Elle ne retirait presque jamais les mauvaises herbes de son jardin. Elle ne se souciait pas des insectes. Elle disait, si la mauvaise herbe est plus persistante et puissante que ses pommes de terre, cela signifierait que ses pommes de terre ne sont pas très heureuses et aimées.
Elle "travaillait" seulement deux fois par an sur le champ. Au printemps, lorsqu'il était temps de planter des choses et à l'automne pour récolter les aliments restants sur le sol avant l'hiver.

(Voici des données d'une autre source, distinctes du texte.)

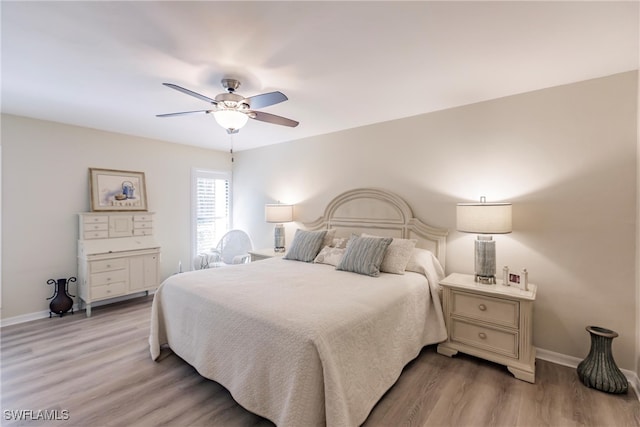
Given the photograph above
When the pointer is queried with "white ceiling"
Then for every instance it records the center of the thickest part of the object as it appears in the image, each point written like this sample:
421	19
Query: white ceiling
342	64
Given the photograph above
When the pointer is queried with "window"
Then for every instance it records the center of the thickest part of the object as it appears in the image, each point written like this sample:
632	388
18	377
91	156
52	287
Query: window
211	208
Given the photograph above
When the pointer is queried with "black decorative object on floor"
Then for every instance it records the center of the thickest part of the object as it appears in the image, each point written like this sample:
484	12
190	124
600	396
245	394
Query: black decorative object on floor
62	302
599	370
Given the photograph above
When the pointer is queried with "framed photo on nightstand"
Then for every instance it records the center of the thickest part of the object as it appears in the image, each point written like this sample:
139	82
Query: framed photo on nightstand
517	280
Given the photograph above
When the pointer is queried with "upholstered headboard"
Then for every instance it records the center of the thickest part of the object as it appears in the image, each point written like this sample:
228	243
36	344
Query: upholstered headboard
383	213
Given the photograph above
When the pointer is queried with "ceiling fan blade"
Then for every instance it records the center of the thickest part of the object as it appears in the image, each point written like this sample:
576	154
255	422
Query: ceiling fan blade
266	99
272	118
182	113
192	93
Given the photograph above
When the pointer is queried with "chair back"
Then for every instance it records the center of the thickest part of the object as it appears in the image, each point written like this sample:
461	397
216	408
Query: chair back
233	244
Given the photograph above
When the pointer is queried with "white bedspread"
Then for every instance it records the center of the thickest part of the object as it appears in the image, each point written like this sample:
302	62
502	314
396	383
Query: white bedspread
298	343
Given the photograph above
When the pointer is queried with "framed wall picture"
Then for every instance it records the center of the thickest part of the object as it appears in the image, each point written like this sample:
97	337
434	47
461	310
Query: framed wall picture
115	190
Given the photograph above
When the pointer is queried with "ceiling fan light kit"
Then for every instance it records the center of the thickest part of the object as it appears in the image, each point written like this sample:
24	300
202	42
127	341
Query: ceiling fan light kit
232	111
231	120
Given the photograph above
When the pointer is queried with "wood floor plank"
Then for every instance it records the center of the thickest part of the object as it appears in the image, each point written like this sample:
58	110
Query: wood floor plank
99	369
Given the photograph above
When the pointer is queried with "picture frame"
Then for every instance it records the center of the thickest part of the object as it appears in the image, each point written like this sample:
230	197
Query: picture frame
117	190
517	280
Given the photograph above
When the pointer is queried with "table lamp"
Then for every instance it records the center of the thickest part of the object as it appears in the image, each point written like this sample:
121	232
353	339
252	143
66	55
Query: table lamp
484	219
279	214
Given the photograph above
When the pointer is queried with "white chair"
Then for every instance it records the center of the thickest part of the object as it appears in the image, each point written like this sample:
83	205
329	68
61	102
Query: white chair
233	248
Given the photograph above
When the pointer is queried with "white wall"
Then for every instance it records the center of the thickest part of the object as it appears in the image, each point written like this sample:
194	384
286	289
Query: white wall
566	158
45	183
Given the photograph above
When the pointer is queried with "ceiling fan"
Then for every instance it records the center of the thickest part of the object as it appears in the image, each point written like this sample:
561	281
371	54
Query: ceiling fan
232	111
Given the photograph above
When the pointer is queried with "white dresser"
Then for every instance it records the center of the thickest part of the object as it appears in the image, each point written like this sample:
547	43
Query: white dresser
117	255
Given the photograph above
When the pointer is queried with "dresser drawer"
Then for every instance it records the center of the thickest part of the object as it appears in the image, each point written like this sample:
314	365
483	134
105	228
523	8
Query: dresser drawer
108	265
95	219
488	309
494	340
108	290
104	278
142	231
95	226
101	234
142	224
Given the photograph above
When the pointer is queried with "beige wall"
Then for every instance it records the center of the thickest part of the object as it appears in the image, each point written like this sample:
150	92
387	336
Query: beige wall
45	184
566	158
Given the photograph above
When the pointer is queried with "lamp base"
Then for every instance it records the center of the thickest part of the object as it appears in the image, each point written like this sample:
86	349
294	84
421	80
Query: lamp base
485	260
278	239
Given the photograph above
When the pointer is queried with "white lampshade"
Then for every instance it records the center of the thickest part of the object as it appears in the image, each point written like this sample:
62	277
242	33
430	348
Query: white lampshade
230	119
278	213
484	218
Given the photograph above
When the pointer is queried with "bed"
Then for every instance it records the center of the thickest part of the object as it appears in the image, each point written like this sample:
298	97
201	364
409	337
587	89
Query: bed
306	343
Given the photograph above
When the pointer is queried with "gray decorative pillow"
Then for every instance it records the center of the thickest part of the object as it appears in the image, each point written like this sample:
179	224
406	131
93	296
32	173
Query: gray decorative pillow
329	255
397	255
328	238
305	245
364	255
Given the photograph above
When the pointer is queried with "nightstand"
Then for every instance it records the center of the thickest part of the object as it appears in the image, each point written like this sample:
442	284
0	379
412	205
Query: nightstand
494	322
260	254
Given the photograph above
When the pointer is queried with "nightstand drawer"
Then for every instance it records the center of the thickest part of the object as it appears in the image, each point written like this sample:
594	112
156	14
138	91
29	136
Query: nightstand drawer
494	340
493	310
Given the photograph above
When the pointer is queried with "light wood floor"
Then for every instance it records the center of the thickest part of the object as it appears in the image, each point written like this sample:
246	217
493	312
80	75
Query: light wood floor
100	371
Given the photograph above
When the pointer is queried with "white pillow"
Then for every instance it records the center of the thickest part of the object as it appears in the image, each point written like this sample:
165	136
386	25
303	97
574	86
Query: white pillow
329	255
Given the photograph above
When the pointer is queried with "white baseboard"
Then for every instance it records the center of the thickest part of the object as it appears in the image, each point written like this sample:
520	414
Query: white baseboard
572	362
44	314
549	356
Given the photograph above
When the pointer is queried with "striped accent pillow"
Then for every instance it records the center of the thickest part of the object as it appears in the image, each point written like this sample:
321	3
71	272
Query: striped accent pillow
364	255
305	245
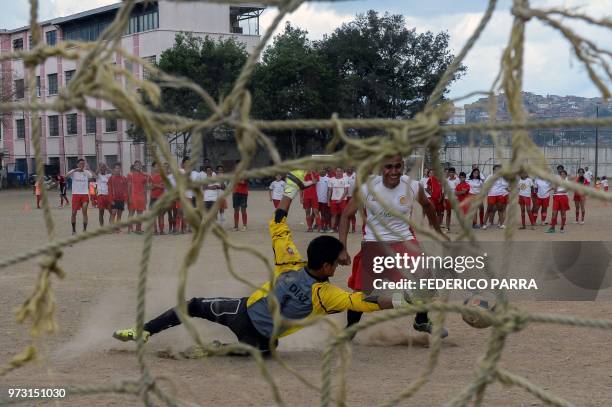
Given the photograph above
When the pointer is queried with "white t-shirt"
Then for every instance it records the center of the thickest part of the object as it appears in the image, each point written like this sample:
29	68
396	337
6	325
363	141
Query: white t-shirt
322	186
338	185
80	182
350	179
277	188
102	182
499	188
525	187
380	220
543	187
424	185
452	183
475	186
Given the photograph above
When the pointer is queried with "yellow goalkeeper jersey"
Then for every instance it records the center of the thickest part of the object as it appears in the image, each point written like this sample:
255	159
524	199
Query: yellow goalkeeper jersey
298	293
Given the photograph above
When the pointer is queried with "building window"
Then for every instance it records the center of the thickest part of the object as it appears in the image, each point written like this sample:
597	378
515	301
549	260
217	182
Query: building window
111	125
51	37
71	124
68	75
52	84
90	124
19	89
18	43
146	74
53	126
20	125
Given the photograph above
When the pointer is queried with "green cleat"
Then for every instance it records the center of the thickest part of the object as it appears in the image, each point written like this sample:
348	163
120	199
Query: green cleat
129	334
427	327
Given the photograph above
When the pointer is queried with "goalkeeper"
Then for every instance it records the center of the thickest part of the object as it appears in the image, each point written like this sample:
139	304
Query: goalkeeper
301	287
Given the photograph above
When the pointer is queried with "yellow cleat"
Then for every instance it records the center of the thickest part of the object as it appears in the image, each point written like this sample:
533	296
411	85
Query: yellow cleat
129	334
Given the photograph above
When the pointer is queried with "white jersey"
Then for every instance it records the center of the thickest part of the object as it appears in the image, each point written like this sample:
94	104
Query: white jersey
452	183
499	188
277	188
525	187
350	179
80	182
423	183
337	185
543	187
102	182
381	224
322	189
475	185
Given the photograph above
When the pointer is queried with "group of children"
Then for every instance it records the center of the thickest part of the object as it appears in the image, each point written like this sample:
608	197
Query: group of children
534	197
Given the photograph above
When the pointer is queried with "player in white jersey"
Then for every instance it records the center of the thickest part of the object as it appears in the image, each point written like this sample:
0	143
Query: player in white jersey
351	177
322	191
525	185
452	182
542	188
276	189
399	193
80	192
104	201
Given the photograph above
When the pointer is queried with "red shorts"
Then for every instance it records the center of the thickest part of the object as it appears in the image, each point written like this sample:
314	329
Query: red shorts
79	200
137	203
438	205
497	199
336	207
310	203
560	203
104	202
356	279
543	202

Le reste du temps, elle visitait sa terre quand elle le sentait ; il n'y avait pas d'horaire particulier pour cela. Elle ressentait juste à l'intérieur quand elle devait aller se promener et méditer dans les jardins. Elle parlait à ses plantes et contemplait les cycles de vie et de croissance de sa terre comme si c'était déjà un tout cohérent. Rien n'était considéré comme bon ou mauvais. Certaines plantes étaient des aliments pour nous et les mauvaises herbes étaient nécessaires pour le reste de l'écosystème pour avoir un sens, être plus cohérent et résilient.

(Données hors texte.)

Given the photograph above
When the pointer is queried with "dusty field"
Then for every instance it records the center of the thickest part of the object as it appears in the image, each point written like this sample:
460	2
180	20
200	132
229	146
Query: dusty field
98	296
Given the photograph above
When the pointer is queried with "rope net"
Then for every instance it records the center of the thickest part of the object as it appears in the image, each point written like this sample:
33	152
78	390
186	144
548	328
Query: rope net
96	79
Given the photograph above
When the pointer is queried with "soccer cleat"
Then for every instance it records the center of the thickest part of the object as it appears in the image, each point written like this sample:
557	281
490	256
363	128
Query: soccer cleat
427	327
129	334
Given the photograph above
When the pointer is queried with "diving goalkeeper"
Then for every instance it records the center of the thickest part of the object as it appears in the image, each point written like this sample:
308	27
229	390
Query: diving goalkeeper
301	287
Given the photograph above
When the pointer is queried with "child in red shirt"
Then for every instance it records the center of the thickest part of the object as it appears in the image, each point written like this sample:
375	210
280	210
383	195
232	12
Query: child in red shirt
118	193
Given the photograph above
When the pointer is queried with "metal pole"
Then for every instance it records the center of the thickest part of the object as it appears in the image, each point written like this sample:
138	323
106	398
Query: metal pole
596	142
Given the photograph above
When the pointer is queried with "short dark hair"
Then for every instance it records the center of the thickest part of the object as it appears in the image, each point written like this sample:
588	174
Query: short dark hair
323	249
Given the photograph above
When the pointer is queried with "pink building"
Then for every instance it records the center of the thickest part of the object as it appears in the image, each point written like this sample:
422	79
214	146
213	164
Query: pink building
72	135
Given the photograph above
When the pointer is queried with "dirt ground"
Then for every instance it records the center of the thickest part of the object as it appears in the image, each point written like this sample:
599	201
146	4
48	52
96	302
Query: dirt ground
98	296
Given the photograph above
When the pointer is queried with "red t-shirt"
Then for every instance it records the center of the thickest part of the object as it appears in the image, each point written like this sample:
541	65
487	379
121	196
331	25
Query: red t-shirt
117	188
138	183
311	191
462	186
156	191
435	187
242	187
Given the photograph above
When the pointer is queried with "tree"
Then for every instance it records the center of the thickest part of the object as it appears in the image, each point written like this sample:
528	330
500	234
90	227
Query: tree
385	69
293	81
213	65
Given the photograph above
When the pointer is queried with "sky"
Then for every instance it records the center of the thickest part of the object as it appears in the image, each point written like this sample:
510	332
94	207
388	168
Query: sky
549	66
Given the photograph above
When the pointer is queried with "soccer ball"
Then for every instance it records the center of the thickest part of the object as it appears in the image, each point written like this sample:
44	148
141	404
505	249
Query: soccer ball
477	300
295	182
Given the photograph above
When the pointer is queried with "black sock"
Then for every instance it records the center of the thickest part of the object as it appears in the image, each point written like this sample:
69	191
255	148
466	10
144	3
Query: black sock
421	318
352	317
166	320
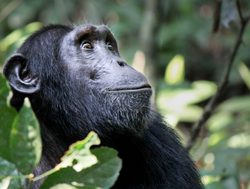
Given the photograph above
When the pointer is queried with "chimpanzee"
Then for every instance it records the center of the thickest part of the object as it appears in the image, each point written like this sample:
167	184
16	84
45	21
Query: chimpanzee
77	82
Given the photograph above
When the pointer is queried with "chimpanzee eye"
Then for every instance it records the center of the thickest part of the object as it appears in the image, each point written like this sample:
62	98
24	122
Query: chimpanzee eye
86	45
109	45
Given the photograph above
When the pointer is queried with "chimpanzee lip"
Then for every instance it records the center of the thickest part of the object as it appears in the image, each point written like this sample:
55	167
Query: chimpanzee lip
130	89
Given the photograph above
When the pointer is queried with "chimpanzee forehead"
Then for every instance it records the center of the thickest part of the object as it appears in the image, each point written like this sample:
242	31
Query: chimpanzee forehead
90	30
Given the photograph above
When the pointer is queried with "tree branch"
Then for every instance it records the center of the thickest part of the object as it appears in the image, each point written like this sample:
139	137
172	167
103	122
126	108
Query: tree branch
209	108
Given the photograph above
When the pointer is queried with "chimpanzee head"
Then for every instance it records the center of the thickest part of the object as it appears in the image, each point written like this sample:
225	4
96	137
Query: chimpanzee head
76	77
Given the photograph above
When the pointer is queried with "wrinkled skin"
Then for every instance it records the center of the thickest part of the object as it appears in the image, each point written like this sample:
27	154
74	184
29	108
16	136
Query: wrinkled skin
77	82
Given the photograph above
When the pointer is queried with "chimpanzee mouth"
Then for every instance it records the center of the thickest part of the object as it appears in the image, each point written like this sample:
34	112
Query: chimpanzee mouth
145	87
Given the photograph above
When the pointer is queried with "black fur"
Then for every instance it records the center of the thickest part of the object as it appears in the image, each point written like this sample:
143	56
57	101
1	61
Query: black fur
71	102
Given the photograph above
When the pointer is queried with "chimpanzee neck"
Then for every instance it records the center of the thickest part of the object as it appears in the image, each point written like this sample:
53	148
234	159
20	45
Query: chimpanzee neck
154	152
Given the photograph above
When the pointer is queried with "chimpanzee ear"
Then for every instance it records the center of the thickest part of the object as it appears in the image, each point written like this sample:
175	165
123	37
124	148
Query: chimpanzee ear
19	76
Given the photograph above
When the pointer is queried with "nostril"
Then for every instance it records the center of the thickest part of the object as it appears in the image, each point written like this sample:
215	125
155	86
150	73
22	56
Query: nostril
121	63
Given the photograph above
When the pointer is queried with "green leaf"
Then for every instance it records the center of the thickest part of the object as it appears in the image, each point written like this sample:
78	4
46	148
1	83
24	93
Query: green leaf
9	176
7	117
236	104
175	71
79	155
25	141
245	74
101	175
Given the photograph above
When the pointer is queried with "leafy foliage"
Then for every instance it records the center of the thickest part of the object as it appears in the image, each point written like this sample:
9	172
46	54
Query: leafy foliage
180	28
21	149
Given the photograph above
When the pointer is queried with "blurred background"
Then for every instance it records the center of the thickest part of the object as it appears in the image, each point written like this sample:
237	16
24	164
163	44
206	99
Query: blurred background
183	51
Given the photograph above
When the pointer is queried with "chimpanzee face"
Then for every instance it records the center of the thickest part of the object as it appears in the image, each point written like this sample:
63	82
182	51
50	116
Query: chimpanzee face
78	70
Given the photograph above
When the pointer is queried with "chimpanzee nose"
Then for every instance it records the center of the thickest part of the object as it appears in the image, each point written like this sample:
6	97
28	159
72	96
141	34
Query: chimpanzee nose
120	63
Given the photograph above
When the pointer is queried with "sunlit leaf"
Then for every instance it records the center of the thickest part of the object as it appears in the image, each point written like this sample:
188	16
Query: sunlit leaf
239	141
229	13
236	104
245	74
79	155
9	176
175	70
25	141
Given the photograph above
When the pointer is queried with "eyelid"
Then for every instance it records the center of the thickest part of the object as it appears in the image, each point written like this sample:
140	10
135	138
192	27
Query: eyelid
85	42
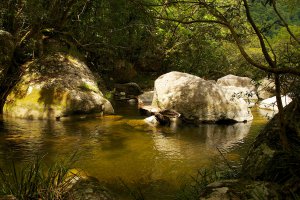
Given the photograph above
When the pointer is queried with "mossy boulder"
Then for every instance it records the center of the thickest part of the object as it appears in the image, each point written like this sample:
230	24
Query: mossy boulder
6	52
56	86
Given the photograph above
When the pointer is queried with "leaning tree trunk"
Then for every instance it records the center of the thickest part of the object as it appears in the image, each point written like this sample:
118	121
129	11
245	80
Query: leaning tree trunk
283	136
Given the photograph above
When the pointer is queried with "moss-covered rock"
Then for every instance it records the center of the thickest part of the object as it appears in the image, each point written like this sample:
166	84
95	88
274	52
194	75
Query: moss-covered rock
7	47
56	86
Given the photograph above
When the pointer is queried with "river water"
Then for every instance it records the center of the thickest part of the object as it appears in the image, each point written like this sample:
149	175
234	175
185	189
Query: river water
122	150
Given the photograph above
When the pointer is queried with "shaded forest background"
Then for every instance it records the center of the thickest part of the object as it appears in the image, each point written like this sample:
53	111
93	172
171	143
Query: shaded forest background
126	36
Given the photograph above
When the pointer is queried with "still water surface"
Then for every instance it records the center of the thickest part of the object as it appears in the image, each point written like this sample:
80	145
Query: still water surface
158	160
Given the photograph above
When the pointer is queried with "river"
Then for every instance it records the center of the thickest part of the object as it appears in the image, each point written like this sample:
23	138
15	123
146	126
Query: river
122	149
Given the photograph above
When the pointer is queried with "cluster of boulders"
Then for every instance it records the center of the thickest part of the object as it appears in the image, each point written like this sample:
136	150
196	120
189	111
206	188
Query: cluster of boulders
197	100
56	86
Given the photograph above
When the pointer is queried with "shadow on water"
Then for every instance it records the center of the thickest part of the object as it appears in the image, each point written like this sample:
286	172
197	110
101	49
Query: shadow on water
155	159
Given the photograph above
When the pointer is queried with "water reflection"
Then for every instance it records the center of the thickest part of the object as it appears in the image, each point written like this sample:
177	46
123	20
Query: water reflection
121	146
184	142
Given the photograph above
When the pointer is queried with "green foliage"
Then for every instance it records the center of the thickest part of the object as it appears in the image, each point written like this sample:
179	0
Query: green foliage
37	180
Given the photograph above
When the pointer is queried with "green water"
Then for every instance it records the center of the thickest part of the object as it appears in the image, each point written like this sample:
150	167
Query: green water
156	161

Elle mettait son énergie et son intention pure sur ce qu'elle voulait réellement et non sur ce qu'elle jugeait être imparfait ou "mauvais" dans son jardin. Elle chantait à ses pommes de terre son amour et sa prière au lieu de déchirer violemment l'écosystème et de tout enlever ce qui avait poussé naturellement autour d'elles.
Elle n'a pas déclaré une guerre sans fin aux mauvaises herbes et aux insectes ; elle donnait simplement plus d'amour et de soins à ses légumes et à la terre.
Lorsque je passais du temps dans ce village, la réalité de la vie proche de la Nature avait un goût très différent. Nous ne travaillions en fait jamais vraiment et nous ne souffrions pas non plus là-bas.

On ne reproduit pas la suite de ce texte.